Trump's Triumph: Destroying the Bush Dynasty

South Carolina was a defeat for Jeb—and for his brother's foreign policy.

In the final Republican debate before the South Carolina primary, Donald Trump said the Iraq war was a “big, fat mistake,” that former President George W. Bush lied about the weapons of mass destruction and Republicans shouldn’t give him credit for keeping the country safe when 9/11 happened under his watch.

An outraged Jeb Bush defended his brother, who was himself drawn to the campaign trail for the first joint Bush brothers rally of the 2016 race. George W. Bush implicitly criticized Trump throughout his remarks. Both Jeb and South Carolina’s extremely hawkish senior senator Lindsey Graham compared the Republican frontrunner to Michael Moore.

Trump won the South Carolina primary. Jeb Bush is out of the race.

Let that sink in for a minute.

Perusing the exit polls, Trump won a plurality of veterans in the military-friendly state, beating his nearest rival by 12 points. He won among voters who said their top issue was terrorism, beating Bush by 22 points.

South Carolina isn’t technically winner-take-all in terms of delegate apportionment, but in this case the winner did take all. Trump not only won statewide by double digits, he swept every congressional district.

Trump argued against the foreign policy of the last Republican president in a way that even went too far, yet still it was Jeb Bush making a tearful exit from the GOP field on election night. If Trump does nothing else for the rest of the race, he will have proved that foreign policy is no longer the third rail of Republican politics. If you have the standing with a critical mass of primary voters, you can criticize even the George W. Bush-era war on terror.

How did he do it? Fairly or not, Michael Moore and the antiwar left were seen by detractors as anti-American and weak. Trump is seen as pro-American and strong. That gives him much more flexibility to oppose the Iraq war. His supporters don’t think his opposition comes from an unwillingness to fight America’s enemies.

Trump has a credibility with a high percentage of Republican primary voters that eluded previous Republican Iraq war critics ranging from Chuck Hagel to Ron Paul. The Texas congressman was seen as excessively ideological and empathetic to hostile foreign countries; Hagel was just perceived as a RINO.

By contrast, Trump is somebody who “tells it like it is.” Among the 16 percent of South Carolina GOP voters who thought that was the most important quality, Trump received 78 percent of the vote.

Not all of Trump’s voters are likely to agree with his take on the Iraq war or WMD. But it wasn’t a deal-breaker for them, just as Pat Buchanan’s opposition to the first, more popular war in Iraq didn’t keep him from winning many millions of conservative votes in the 1996 Republican primaries.

Trump has turned the war on terror inward. It hasn’t been lost on many Americans that successful acts of terror in the U.S. homeland have been carried out by people who are here. This means securing our own borders and keeping track of who is overstaying their visas could be better counterterrorism tools than redrawing the borders in the Middle East.
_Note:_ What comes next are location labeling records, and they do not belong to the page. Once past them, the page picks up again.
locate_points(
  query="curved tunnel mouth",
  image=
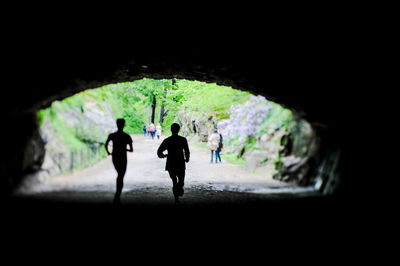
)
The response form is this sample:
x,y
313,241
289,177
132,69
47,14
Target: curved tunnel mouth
x,y
302,172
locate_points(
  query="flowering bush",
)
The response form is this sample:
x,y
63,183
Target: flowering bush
x,y
245,119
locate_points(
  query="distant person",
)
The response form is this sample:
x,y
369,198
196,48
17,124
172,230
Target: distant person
x,y
219,149
120,141
178,154
144,130
158,130
213,144
152,130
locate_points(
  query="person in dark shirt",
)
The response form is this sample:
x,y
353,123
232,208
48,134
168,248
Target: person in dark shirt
x,y
177,157
120,141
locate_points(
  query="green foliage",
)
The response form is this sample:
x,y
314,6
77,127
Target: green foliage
x,y
133,102
277,118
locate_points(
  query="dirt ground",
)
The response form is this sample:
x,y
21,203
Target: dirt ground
x,y
147,182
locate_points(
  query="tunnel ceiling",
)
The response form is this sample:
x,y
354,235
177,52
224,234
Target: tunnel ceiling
x,y
307,79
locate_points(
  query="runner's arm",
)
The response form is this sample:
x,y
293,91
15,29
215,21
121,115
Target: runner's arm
x,y
106,145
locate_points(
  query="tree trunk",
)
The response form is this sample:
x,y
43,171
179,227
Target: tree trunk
x,y
163,113
153,107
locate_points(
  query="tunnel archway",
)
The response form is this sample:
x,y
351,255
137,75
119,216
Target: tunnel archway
x,y
239,72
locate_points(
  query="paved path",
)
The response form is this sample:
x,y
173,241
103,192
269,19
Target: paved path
x,y
146,181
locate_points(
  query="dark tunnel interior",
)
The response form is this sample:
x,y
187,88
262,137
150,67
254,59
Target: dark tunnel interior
x,y
309,79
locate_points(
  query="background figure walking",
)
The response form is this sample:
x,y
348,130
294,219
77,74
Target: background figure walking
x,y
218,151
178,153
144,130
120,140
158,130
152,130
213,144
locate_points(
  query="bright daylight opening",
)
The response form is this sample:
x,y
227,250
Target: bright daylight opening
x,y
263,149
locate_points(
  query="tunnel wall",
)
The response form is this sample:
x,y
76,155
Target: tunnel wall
x,y
308,82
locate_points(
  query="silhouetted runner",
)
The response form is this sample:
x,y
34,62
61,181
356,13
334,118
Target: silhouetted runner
x,y
119,139
178,154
Nearly three out of four South Carolina Republican voters endorsed Trump’s temporary ban on non-U.S. Muslims. While only 10 percent picked immigration as their top issue, many likely see terrorism as an immigration issues as much or more than a foreign policy issue.

Not all of this is to Trump’s credit. Despite his admirable reluctance to repeat the no-win wars of the past fifteen years, he speaks cavalierly about what could fairly be described as war crimes. His recitation of apocryphal tales of bullets dipped in pigs’ blood shows a frightening degree of bloodlust toward Muslims. He evinces a callous disregard for civil liberties.

Trump is a deeply flawed vessel for challenging an excessively interventionist foreign policy, often stoking fears and encouraging sentiments that have helped build public support for a constant war footing in the first place. He is about to get a challenge from a more compelling and consistent hawk than Jeb Bush: the Floridian’s onetime protégé Marco Rubio.

Rubio is in many ways an attractive candidate: eloquent (his repetitive New Hampshire debate moment aside), relatively young, more likely to help the Republican Party cope with changing demographics than Trump, a talented politician. He is beloved by conservative elites and Republican strategists who are likely to help him get repeated second looks until he wins a primary. He tells a story that is easy to relate to for those of us who came of age as conservatives while Ronald Reagan was president.

Rubio is a more appealing face for the Republican Party’s future in every way but one: he seems hell bent on repeating the worst mistakes of George W. Bush’s foreign policy. If Rubio is elected president, Robert Gates isn’t walking through the door to the Oval Office.

Trump’s win suggests Republicans aren’t necessarily clamoring for such a repeat. Rubio’s rebound in South Carolina will test that theory.